A dump/restore is not required for those running 14.X.

However, if you use BRIN indexes, it may be advisable to reindex them; see the second changelog entry below.

Also, if you are upgrading from a version earlier than 14.4, see Section E.10.

E.5.2. Changes

  • Disallow substituting a schema or owner name into an extension script if the name contains a quote, backslash, or dollar sign (Noah Misch)

    This restriction guards against SQL-injection hazards for trusted extensions.

    The PostgreSQL Project thanks Micah Gates, Valerie Woolard, Tim Carey-Smith, and Christoph Berg for reporting this problem. (CVE-2023-39417)

  • Fix confusion between empty (no rows) ranges and all-NULL ranges in BRIN indexes, as well as incorrect merging of all-NULL summaries (Tomas Vondra)

    Each of these oversights could result in forgetting that a BRIN index range contains any NULL values, potentially allowing subsequent queries that should return NULL values to miss doing so.

    This fix will not in itself correct faulty BRIN entries.

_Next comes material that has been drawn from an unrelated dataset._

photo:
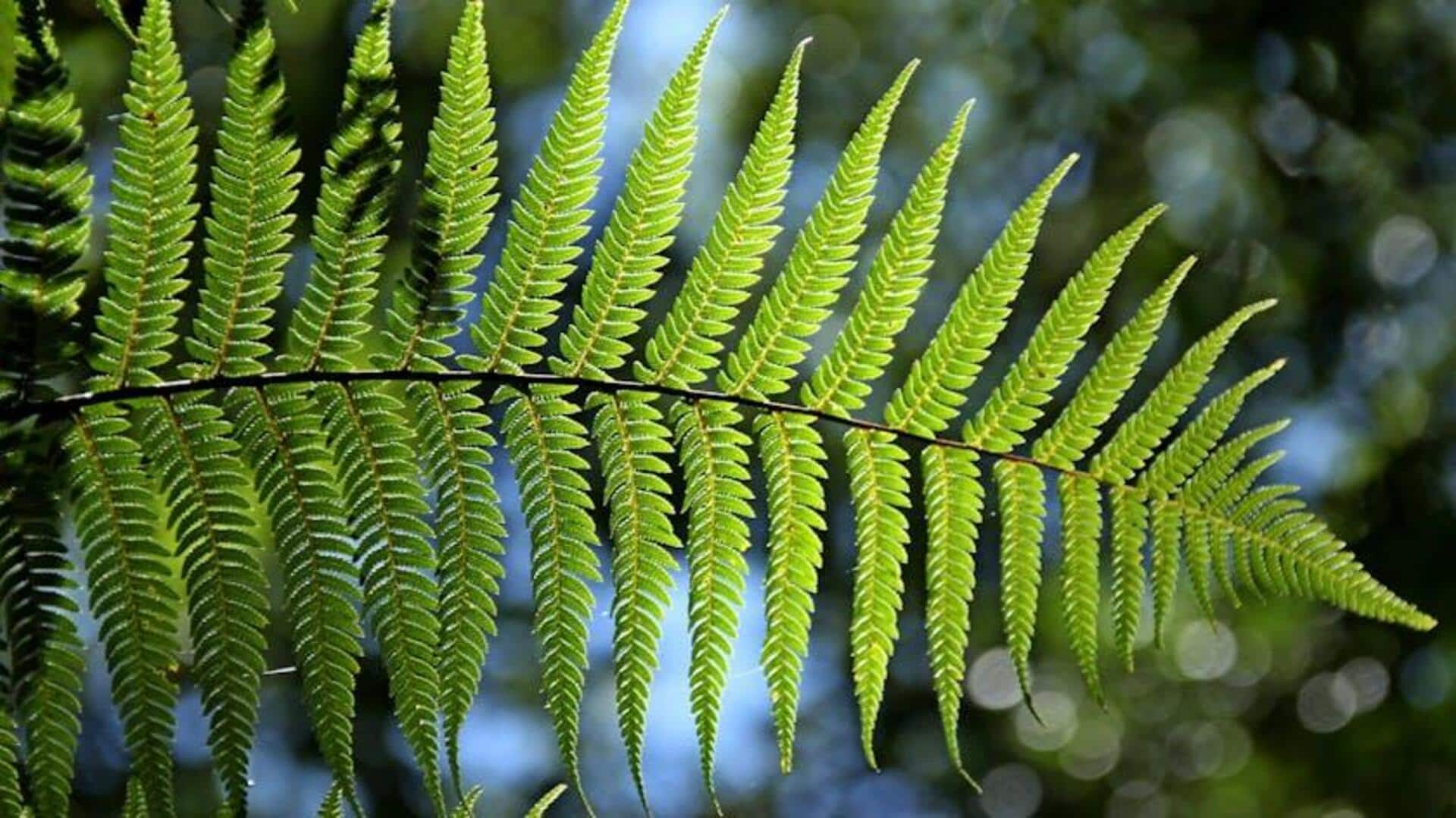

It's recommended to REINDEX any BRIN indexes that may be used to search for nulls.

  • Avoid leaving a corrupted database behind when DROP DATABASE is interrupted (Andres Freund)

    If DROP DATABASE was interrupted after it had already begun taking irreversible steps, the target database remained accessible (because the removal of its pg_database row would roll back), but it would have corrupt contents. Fix by marking the database as inaccessible before we begin to perform irreversible operations. A failure after that will leave the database still partially present, but nothing can be done with it except to issue another DROP DATABASE.

  • Ensure that partitioned indexes are correctly marked as valid or not at creation (Michael Paquier)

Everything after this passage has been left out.